The congressman was referring to the “Blue Dog Democrats,” a coalition of 35 conservative and moderate Democrats who see themselves as a voice for common sense. On their website, the Blue Dogs cite political success in the 1998, 2000 and 2002 elections as proof that the public approves of their centrist, fiscally responsible message. The Blue Dogs even claim to be the muscle behind Kerry’s stump speech promise that he will balance the federal budget better than the Bush Administration has, McIntyre said.

“The Democratic Party has won all the liberal seats [in the House],” McIntyre said. “What’s left to win will be in the moderate to conservative districts. That’s where the Blue Dog Democrats come in.”

The man who introduced Kerry Aug. 5 in Jefferson City, Missouri Congressman Ike Skelton, is a non-Blue Dog who is one of eight Democrats who have signed on to the Pledge Protection Act.

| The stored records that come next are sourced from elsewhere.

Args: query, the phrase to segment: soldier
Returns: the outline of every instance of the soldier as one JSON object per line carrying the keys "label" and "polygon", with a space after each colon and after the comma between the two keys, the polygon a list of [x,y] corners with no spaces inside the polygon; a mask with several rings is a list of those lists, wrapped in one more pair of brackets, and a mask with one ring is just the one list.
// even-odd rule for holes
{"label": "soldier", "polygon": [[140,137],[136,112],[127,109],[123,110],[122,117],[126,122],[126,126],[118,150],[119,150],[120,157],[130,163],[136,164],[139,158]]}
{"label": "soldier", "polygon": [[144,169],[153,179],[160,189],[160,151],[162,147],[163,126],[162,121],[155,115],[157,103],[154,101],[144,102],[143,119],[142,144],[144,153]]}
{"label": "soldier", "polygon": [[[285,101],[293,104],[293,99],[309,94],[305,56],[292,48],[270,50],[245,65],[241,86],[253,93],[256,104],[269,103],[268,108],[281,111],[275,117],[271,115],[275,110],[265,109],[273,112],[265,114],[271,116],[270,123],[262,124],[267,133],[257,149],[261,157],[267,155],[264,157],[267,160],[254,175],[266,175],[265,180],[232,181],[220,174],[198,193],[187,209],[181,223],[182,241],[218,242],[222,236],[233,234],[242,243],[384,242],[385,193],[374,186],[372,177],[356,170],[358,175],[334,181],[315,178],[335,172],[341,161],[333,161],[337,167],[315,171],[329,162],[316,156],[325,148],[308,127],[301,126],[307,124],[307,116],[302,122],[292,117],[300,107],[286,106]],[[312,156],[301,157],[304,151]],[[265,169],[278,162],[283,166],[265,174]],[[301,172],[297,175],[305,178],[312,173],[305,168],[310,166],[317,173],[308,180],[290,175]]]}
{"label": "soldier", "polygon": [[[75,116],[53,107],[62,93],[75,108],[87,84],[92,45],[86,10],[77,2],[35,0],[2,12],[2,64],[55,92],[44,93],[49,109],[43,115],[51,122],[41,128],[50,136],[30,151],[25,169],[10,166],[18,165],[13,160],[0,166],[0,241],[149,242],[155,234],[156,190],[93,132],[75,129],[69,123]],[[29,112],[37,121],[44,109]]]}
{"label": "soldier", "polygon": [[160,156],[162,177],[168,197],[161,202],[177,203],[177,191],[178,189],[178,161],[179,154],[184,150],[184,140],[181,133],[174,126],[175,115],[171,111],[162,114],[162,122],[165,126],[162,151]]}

Skelton and McIntyre also are pro-life, as compared to the Democratic Party platform which states that abortion should be legal. McIntyre went so far as to say that politics in Washington, D.C. is his mission field. “Pray for me,” he said.

On the stump in Jefferson City, John Edwards, the Democrats’ vice presidential nominee, also set forth his definition of values.

“Where I come from, in rural North Carolina, we don’t judge somebody’s values based on how they use that word in a political ad,” Edwards said. “We look at what they’ve done in their life — what they’ve spent their life standing for, fighting for. Where I come from and where you come from, a man [Kerry] who loves this country enough to volunteer to serve it, to put his life on the line for his country, that’s a man who represents real American values.”

McIntyre said God is using the Blue Dog Democrats as a strong voice for fiscal common sense within the party. As for their influence on folks like Kerry, Edwards and Peterson, all of whom would appear to disagree with many of the Blue Dogs on how to best define the word “values,” McIntyre is determined to stick to the high road.

“I really don’t have any comment on where anybody else is,” the congressman said.